В этой глубокой пропасти взаимного недоверия, вырытой бессовестной демагогией, которой не смогли помешать руководители государств, но которая не имеет никаких корней в фактическом и политическом положении, то есть в условиях существования обеих стран, и заключается трагизм положения, и лишь большая государственная мудрость и преодолевающая все препятствия и одинаково твердая воля обеих сторон могут вытащить телегу, увязшую в болоте демагогии. Эта надежда не столь тщетна, как может показаться, ибо демагогическое министерство Асквита будет существовать не вечно. Стремление англичан уничтожить нас, пожалуй, отчасти исключает возможность соглашения, но отнюдь не вынуждает нас принять борьбу там, где они сильнее нас, а именно на море и в Египте.

Итак, даже автор приведенного меморандума видел только смутные надежды на соглашение с Англией, но нигде не находил чего-либо осязательного. Однако автору меморандума и его единомышленникам этих желаний оказалось достаточно, чтобы в течение драгоценных лет, когда Германия еще могла быть спасена, не воспользоваться единственным средством, способным заставить Англию пойти на уступки: соглашением с царем и максимальным развитием наших морских сил. Мы не нанесли морской мощи Англии тех ударов, которые могли нанести, и, таким образом, своей сентиментальностью, премудрыми расчетами и штатским пониманием морской войны добились того, что в Англии взяло верх стремление нанести сильному германскому сопернику страшный смертельный удар, от которого он уже не смог бы оправиться. Осенью 1916 года, когда организация обороны от подводных лодок близилась в Англии к своему завершению, а инцидент с "Суссексом"{181} показал всему миру, что нам недостает силы, Ллойд-Джордж решился произнести слово "нокаут".

Вышеизложенная надежда построить германскую победу на английской похожа на загадку, хотя имению она определила [317] судьбу Германии в самый тяжелый момент.
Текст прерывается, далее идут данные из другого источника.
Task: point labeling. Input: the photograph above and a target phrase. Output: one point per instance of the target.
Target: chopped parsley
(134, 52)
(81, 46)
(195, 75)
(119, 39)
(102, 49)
Ударившись о престиж Англии, германское государственное искусство как бы рикошетом отскочило на указанный ему Англией антирусский путь и покатилось в тупик. Бесчисленное множество немцев на родине и на фронте обладали более правильным инстинктом, но с ним не посчитались.

Мировоззрение Вильгельмштрассе характеризовалось далее неукротимой и пылкой верой в то, что Германии, лишенной флота, будет добровольно предоставлена возможность "перегнать" Англию, а сильной на море Германской империи такой возможности не предоставят. Если канцлер и его сторонники надеялись после "бури" быстро добиться тесной дружбы с Англией, то они полагали, что достигнут этой цели, принеся в жертву германский флот. Еще в октябре 1918 года германская политика думала купить милость англо-саксов ценою отказа от подводной войны. Пробуждение Германии после октября 1918 года открыло жуткую истину. Но лучшая осведомленность теперь уже не принесет пользы.

Моя точка зрения заключалась в следующем: либо мы считаем Англию непобедимой и в таком случае нам следует примириться с нашим поражением, при этом чем скорее, тем лучше; либо мы должны пустить в ход все военные и политические средства, чтоб поколебать непобедимость Англии. Само собою разумеется, что практически я имел в виду вторую альтернативу. Но в таком случае надо было ясно видеть путь, по которому мы желали идти. Всякие мудрствования и колебания, которые не подсказывались этой альтернативой, вели к гибели. Именно из этого, а не из каких-либо ведомственных соображений исходила моя борьба за занятие побережья Ламанша, за морское сражение и за своевременное развертывание подводной войны.

3

Какими же средствами располагали мы, чтобы оказать военное давление на Англию?

Когда разразилась война, я с удивлением узнал, что державшийся от меня втайне план морских операций не был предварительно согласован с армией. Последняя полагала — и это являлось для нее естественным, что морские операции и вообще война против Англии — дело второстепенное. Поэтому уже до войны следовало разработать под [318] председательством рейхсканцлера общий план воины на три фронта или мировой войны. Однако, как уже отмечалось выше, этого сделано не было. Только единое верховное командование морскими операциями обладало бы авторитетом, достаточным для того, чтобы с пользой применить в ходе войны приобретенное флотом глубокое знание морской мощи Англии; однако такого верховного командования создано не было.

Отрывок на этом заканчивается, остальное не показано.